The Ghost of Thomas Kempe by Penelope Lively is the first of her many books for children that I’ve read and I really enjoyed it. It was first published in 1973.
It’s the story of the Harrison family who have recently moved into an old cottage in Oxfordshire. There’s mum and dad and two children James and Helen and Tim the dog. James and Helen have a typical brother/sister relationship, often at loggerheads but occasionally united.
The house had needed a few repairs to be done to it before they moved in, James’s attic bedroom hadn’t been used for years, in fact the workmen had had to remove nails from the door to get in, it had been well blocked up.

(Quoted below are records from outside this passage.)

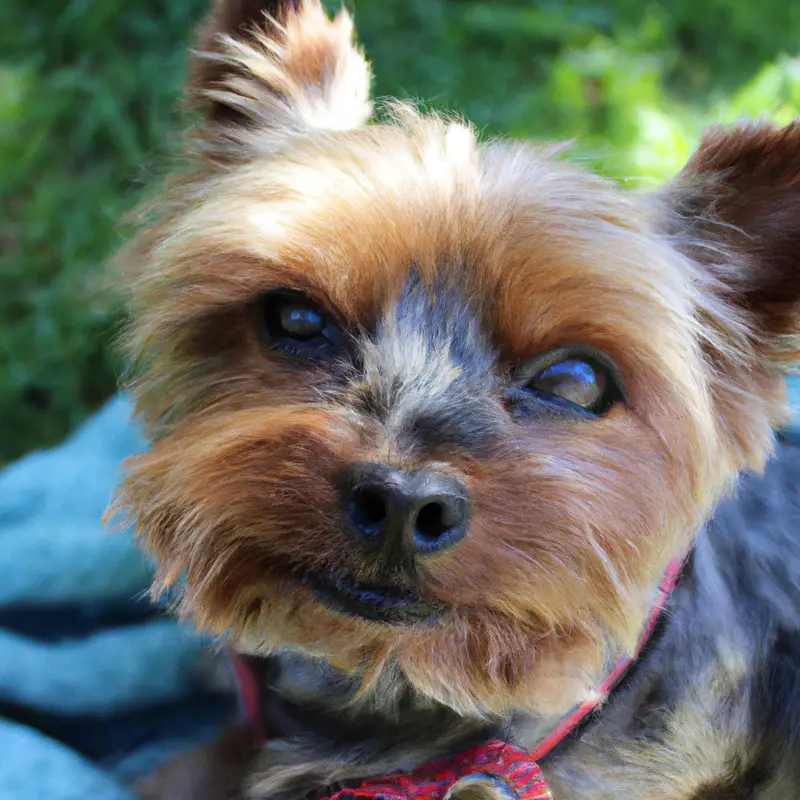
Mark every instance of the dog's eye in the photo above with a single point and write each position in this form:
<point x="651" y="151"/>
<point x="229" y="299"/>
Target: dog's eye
<point x="576" y="381"/>
<point x="292" y="322"/>
<point x="571" y="380"/>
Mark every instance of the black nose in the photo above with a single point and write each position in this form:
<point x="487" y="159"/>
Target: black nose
<point x="424" y="510"/>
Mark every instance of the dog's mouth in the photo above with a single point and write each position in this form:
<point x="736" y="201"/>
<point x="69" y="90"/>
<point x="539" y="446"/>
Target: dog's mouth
<point x="384" y="604"/>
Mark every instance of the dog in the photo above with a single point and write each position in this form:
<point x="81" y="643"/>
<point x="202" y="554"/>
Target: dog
<point x="432" y="419"/>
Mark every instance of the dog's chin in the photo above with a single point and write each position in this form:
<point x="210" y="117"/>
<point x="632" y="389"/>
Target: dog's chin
<point x="378" y="604"/>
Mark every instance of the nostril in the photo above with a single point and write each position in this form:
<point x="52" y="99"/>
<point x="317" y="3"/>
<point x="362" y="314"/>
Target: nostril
<point x="368" y="511"/>
<point x="438" y="522"/>
<point x="431" y="522"/>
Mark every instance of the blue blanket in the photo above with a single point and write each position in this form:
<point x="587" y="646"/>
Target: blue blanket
<point x="96" y="685"/>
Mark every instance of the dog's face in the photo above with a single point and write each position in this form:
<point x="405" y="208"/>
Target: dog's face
<point x="437" y="408"/>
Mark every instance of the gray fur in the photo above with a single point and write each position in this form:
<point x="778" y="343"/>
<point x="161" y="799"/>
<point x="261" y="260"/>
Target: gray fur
<point x="710" y="712"/>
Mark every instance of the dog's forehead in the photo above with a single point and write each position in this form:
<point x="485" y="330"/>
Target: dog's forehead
<point x="546" y="252"/>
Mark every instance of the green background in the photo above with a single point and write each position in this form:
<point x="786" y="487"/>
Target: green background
<point x="87" y="89"/>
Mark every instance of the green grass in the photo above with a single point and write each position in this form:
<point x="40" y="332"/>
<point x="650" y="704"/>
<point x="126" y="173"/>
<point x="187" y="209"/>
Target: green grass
<point x="87" y="89"/>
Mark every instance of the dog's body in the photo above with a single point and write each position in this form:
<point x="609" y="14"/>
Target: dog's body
<point x="709" y="712"/>
<point x="430" y="419"/>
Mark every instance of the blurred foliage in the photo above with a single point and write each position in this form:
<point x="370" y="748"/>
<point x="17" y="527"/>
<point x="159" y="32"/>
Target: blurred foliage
<point x="87" y="89"/>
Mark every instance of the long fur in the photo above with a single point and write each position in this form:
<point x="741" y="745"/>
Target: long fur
<point x="450" y="263"/>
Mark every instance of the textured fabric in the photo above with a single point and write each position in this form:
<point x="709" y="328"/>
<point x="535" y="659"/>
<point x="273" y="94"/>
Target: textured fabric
<point x="515" y="771"/>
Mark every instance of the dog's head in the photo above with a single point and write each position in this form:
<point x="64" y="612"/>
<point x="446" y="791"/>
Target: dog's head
<point x="433" y="408"/>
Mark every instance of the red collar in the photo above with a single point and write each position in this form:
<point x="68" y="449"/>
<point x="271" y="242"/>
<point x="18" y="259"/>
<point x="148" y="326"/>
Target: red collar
<point x="519" y="771"/>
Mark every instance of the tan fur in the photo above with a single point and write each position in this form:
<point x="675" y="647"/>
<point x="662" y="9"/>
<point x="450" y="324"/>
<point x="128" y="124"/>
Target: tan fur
<point x="293" y="190"/>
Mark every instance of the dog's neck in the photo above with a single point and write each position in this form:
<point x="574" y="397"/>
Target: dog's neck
<point x="319" y="731"/>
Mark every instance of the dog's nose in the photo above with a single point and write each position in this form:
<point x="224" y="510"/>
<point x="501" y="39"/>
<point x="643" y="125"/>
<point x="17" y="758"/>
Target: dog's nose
<point x="424" y="510"/>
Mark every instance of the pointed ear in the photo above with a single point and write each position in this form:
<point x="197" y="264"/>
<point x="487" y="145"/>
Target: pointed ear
<point x="735" y="210"/>
<point x="263" y="70"/>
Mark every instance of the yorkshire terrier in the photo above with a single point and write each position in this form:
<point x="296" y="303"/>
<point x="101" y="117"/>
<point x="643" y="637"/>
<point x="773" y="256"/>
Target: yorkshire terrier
<point x="432" y="418"/>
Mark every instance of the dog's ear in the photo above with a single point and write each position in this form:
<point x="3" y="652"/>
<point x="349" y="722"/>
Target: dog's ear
<point x="265" y="70"/>
<point x="735" y="209"/>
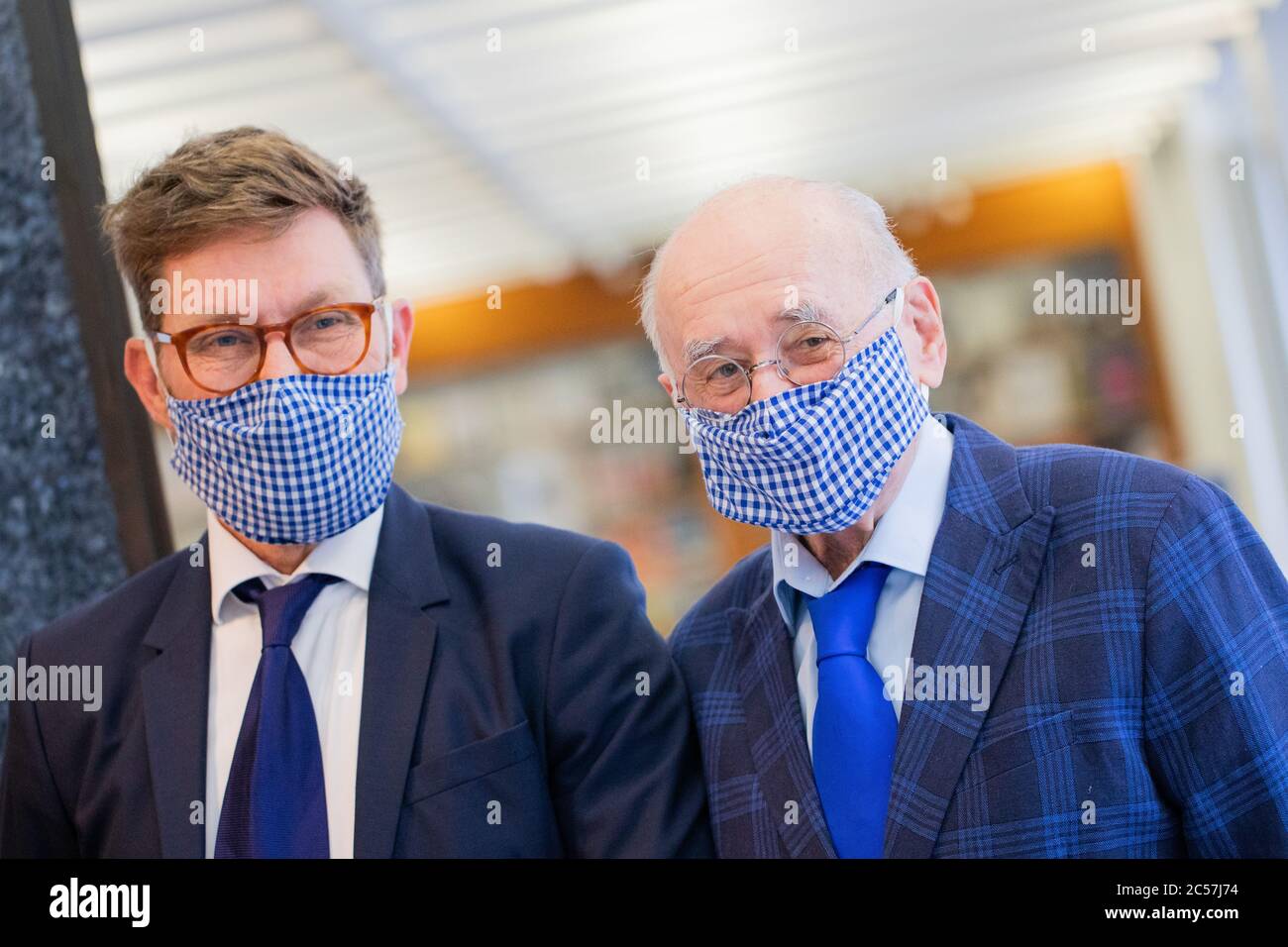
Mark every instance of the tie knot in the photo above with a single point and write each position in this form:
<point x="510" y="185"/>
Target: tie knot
<point x="281" y="609"/>
<point x="842" y="617"/>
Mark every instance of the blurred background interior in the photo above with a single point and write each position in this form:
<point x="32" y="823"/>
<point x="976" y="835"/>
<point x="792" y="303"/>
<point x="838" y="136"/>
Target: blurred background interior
<point x="542" y="149"/>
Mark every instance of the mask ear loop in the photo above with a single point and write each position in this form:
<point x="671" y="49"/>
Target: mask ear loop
<point x="156" y="369"/>
<point x="386" y="311"/>
<point x="898" y="318"/>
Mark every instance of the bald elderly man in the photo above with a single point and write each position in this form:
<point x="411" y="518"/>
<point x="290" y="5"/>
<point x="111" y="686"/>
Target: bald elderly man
<point x="923" y="660"/>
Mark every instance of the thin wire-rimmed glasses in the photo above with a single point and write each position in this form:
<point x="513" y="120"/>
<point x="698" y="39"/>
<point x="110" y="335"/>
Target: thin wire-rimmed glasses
<point x="806" y="352"/>
<point x="220" y="357"/>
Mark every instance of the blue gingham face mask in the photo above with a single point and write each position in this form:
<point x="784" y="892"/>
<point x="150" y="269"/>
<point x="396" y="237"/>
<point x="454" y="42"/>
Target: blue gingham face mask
<point x="812" y="459"/>
<point x="292" y="459"/>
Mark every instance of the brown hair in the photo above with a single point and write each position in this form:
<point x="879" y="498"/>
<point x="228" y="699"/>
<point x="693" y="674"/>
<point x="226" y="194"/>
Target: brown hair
<point x="219" y="183"/>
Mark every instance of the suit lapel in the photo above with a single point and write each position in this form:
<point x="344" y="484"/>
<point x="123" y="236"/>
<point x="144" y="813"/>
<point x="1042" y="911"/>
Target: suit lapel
<point x="984" y="566"/>
<point x="776" y="729"/>
<point x="404" y="579"/>
<point x="175" y="692"/>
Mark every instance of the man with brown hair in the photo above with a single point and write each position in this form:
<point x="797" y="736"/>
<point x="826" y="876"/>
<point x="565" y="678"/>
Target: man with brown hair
<point x="335" y="669"/>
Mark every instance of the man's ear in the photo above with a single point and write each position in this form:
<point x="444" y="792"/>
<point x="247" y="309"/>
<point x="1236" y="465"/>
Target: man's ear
<point x="925" y="344"/>
<point x="404" y="321"/>
<point x="143" y="379"/>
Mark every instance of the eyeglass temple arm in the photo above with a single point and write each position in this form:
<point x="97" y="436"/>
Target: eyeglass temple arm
<point x="883" y="304"/>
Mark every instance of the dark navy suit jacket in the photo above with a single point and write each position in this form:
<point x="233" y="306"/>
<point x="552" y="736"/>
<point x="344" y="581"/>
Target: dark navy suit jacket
<point x="515" y="690"/>
<point x="1137" y="706"/>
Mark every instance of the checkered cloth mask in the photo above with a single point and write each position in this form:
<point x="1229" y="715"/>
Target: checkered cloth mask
<point x="291" y="459"/>
<point x="812" y="459"/>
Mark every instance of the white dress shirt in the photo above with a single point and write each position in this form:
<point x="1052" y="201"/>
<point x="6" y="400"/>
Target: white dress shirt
<point x="330" y="648"/>
<point x="902" y="539"/>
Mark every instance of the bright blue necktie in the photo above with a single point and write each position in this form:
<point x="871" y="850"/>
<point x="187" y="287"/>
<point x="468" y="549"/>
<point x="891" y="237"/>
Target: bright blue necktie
<point x="274" y="802"/>
<point x="854" y="724"/>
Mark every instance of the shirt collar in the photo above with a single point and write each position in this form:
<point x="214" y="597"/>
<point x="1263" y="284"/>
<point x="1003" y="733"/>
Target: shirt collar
<point x="348" y="556"/>
<point x="902" y="539"/>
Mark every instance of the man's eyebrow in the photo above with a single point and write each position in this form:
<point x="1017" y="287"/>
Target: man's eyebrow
<point x="698" y="348"/>
<point x="804" y="312"/>
<point x="807" y="312"/>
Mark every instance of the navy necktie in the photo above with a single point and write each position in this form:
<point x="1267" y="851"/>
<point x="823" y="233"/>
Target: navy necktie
<point x="274" y="802"/>
<point x="854" y="724"/>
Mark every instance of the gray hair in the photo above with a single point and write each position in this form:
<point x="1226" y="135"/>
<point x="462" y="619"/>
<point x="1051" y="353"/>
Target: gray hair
<point x="883" y="261"/>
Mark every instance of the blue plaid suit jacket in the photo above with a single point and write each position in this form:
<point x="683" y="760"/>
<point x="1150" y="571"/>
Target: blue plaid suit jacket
<point x="1138" y="706"/>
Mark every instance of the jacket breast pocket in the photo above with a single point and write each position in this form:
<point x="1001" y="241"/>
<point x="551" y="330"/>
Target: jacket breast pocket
<point x="471" y="762"/>
<point x="1010" y="750"/>
<point x="487" y="799"/>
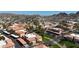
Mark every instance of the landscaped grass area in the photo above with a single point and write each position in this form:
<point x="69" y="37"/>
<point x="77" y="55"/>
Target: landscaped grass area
<point x="69" y="44"/>
<point x="54" y="46"/>
<point x="47" y="37"/>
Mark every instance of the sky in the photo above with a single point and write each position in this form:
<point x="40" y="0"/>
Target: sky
<point x="44" y="13"/>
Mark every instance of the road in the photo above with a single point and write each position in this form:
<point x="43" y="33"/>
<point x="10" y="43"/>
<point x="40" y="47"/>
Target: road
<point x="14" y="40"/>
<point x="55" y="41"/>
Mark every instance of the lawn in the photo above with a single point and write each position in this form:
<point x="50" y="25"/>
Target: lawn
<point x="47" y="37"/>
<point x="54" y="46"/>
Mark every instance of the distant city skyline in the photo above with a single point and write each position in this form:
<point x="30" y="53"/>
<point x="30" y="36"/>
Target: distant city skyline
<point x="46" y="13"/>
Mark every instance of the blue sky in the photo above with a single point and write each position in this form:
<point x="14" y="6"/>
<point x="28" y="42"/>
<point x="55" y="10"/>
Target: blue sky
<point x="37" y="12"/>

James likes his bedroom but strange things happen in it. Things move and get broken, there are often cold draughts, and old fashioned writing appears in various places and Tim barks at thin air. With his reputation of being a bit naughty it’s not surprising that James’s parents blame him for all the nonsense that’s been going on. He’s in trouble and knows that there’s a poltergeist which has travelled from his room and is broadening its horizons, beginning to cause trouble in the village too.
It seems that the poltergeist is the spirit of a 17th century sorcerer called Thomas Kempe and he wants James to be his apprentice, but Thomas is not happy with the way modern life has evolved since he was last on the loose.
I would have loved this book as a child but like all well written children’s books it’s just as enjoyable a read for adults too. Lively won the Carnegie Medal for this book. I think the only other of her children’s books I have is The House in Norham Gardens. Have any of you read any of her books for youngsters?